Д’Аньоло выгонять не стал.
По берегам канала загорались фонари. Знакомые ступени, уходящие под воду. Гондольер зажигает светильник на носу во избежание столкновений, и лодка бесшумно отчаливает. Теперь пересечь пустынную в это время Пьяцца Сан-Марко, где над тобой нависает почти невидимая сейчас пятикупольная громада собора с четверкой бронзовых коней над центральным порталом, свернуть к Пьяццетте, где днем шумит многолюдный рынок, нырнуть в узенькую улочку – и вот она, мастерская. Кстати, и гостиница, куда надо доставить ноты, – совсем рядом.
– Добро пожаловать, молодой человек! Прошу вас…
Сьлядек остолбенел. Лютня в руках Антонио (или Джузеппе?) сияла новеньким лаком, былые потертости исчезли, от царапин и горелого пятна не осталось и следа. Петер с замиранием сердца принял инструмент, с трепетом коснулся струн – вдруг вместе с разрухой ушло и звучание?! Нет. Близнецы свое дело знали. Мало того, категорически отказавшись от платы, пускай символической, они выдали Петеру новенький, специально прожированный от сырости и дождя, чехол из кожи. Ну, уж за чехол Петер все-таки всучил им деньги, хотя пришлось потрудиться.

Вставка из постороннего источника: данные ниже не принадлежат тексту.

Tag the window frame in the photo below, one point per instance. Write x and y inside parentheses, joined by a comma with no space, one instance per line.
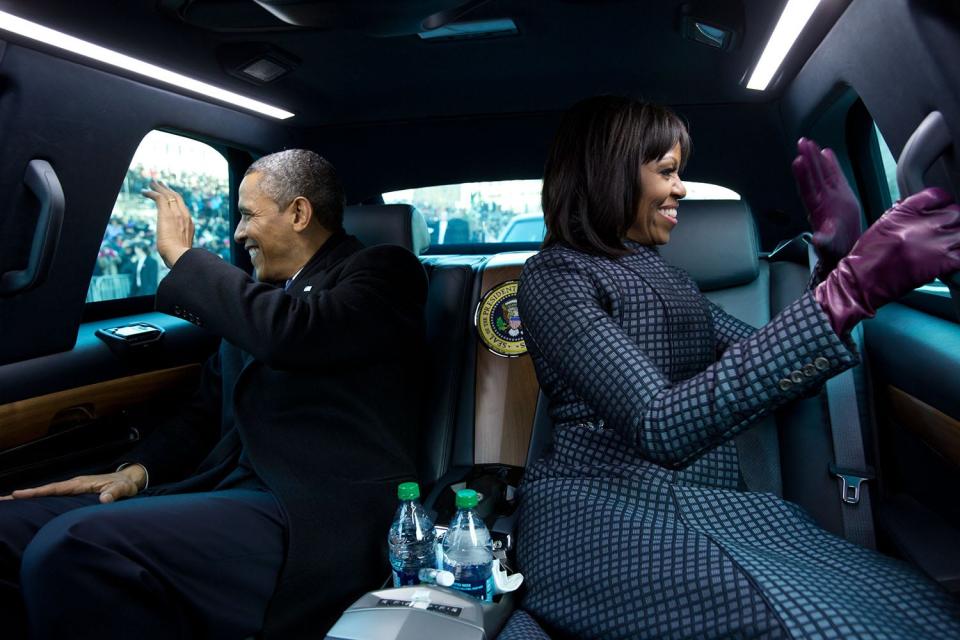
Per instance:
(237,162)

В итоге запоздал с доставкой нот.
– Почему так поздно? – скривил губы ученик маэстро.
– Прошу прощения, синьор! Нотопечатня не справляется с заказами… Я сразу! Я спешил!..
Но спесивец махнул рукой, и Петер, поклонившись, вышел. Он было направился к арке, ведущей в гостиничную тратторию, откуда вкусно тянуло жарким, луком и бобовой похлебкой, как вдруг чутье, выработавшееся за годы странствий, толкнуло бродягу в угольную тень под ближайшим карнизом. Поначалу он ничего не разглядел. Позже, когда глаза привыкли к темноте, всмотрелся – и понял. В арке прятались люди.
Звякнуло оружие, донеслась тихая брань.
Петер Сьлядек отделился от спасительной стены, намереваясь дать деру, но тут хлопнула дверь гостиницы. Над дверью горел фонарь, и в его свете лицо вышедшего человека показалось знакомым. Да, конечно: они с консерваторским поваром идут к рынку, а навстречу шествуют двое мужчин – высокие, жилистые, оба при шпагах, в строгих темных камзолах и узких штанах, заправленных в сапоги. Который повыше – совсем седой, а у молодого кудри черные как смоль. Повар дергает Петера за рукав: «А это, Петруччо, маэстро Ахилл Морацци, знаменитый учитель фехтования. С сыном. Видал?!» Отец и сын проходят мимо. И услышанный краем уха разговор через неделю: «Слыхал? Кинжалом! В спину! Теперь в Братстве грызня начнется, кому верховодить…»
Сейчас из гостиницы вышел сын убитого маэстро.
Наверное, Петер поступил глупо. Убийцы не любят лишних свидетелей. А жизнь – прекрасная штука для тех, кто живет по уму и не хочет умереть дураком.
Впрочем, для остальных жизнь тоже прекрасна.
– Синьор! Стойте! Там засада!
Морацци даже не повернул головы на крик. Но шаг его стал птичьим, унося тело в сторону. Что-то глухо лязгнуло о стену. «Нож», – догадался Петер. Самое время было задать стрекача, но ноги приросли к мостовой.
– Зря, Чезаре. Это ведь не папаша. – Темнота под аркой выплюнула гибкую танцующую фигуру. Позади нее, предвещая шторм, рождалась смутная волна: убийцы подтягивались ближе. – Молокососа я прикончу сам, лицом к лицу.